What happened in March 2018 is clear. A two-person hit team from Russia’s GRU military intelligence service traveled to London, England, with a mission to assassinate former GRU officer Sergei Skripal. They did not travel under diplomatic cover, and, as I understand it, they did not directly engage with the GRU’s senior officer or its station in London. Recruited as an agent by Britain’s Secret Intelligence Service (MI6) during the 1990s, Skripal was arrested by Russian authorities in 2004 and imprisoned. He relocated to Salisbury, England, after being released in a 2010 U.S.-U.K.-Russian prisoner exchange.
That’s the context.
The hit team traveled to Salisbury, concealing an exceptionally high-toxicity nerve agent, Novichok, in a perfume bottle. It used that bottle to spray the door handle of Skripal’s home. After touching the handle, Skripal and his daughter fell seriously ill, with a police officer becoming ill after finding the two slumped on a park bench. The GRU team discarded the fake perfume bottle with reckless disregard for innocent lives and left Britain.
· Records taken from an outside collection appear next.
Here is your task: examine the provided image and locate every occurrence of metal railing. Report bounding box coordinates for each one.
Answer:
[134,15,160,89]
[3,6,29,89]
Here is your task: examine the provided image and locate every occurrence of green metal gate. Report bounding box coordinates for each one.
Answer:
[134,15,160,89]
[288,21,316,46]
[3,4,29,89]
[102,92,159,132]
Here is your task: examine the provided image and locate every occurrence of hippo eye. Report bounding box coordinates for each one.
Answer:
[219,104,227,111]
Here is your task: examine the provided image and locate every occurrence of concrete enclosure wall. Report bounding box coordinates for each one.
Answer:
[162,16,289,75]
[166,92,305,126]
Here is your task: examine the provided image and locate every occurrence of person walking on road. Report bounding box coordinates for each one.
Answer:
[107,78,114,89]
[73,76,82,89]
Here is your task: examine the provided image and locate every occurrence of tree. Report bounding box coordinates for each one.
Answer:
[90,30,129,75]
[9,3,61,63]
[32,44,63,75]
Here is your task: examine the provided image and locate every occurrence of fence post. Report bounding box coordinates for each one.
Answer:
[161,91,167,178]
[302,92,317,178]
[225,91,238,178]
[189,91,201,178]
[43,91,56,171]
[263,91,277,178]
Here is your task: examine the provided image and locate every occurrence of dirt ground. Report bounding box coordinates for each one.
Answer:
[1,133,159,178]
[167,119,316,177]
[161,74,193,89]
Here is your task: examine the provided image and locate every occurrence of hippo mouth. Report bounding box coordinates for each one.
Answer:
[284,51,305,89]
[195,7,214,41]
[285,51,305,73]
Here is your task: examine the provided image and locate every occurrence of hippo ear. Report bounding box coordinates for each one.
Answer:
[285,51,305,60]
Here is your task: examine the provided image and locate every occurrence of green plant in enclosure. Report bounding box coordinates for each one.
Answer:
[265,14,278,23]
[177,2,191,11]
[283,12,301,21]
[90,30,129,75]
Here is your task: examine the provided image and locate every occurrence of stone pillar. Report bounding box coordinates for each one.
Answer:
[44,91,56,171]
Their hope: that Skripal would die an agonizing death and that the GRU’s specific culpability would go undetected even as Russia was the prime suspect.
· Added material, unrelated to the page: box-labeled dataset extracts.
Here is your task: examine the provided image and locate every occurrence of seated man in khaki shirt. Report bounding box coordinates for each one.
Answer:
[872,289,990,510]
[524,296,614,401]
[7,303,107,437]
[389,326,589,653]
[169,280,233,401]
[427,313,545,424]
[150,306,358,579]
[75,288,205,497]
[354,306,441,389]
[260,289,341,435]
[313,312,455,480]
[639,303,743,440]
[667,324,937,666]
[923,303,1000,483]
Vladimir Putin’s strategic intent was to show “traitors” that they would face judgment wherever they lived around the world. The use of Novichok was deliberately intended as a calling card of the GRU — a message of intimidation against the West.
Unfortunately for Russia, things didn’t work out that way.
First, Skripal and his daughter survived. Second, an innocent woman found the discarded fake perfume bottle, sprayed herself with it, and died. The British government quickly identified the hit team and back-traced its movements via CCTV and signal intelligence monitoring, including the team’s use of countersurveillance techniques to ensure it was not being followed. Britain then orchestrated a global expulsion of Russian intelligence officers from their various embassy stations.
Since then, Russia has oscillated between pretending the assassins were actually on vacation, joking about the attack, insulting the innocent woman’s family, pretending the evidence against the GRU is not actually evidence, and then publishing tweets like the one on Wednesday.
But the truth is clear. Two years ago, a Russian GRU hit team tried to kill people in Salisbury. Emmanuel Macron, in particular, should remember it.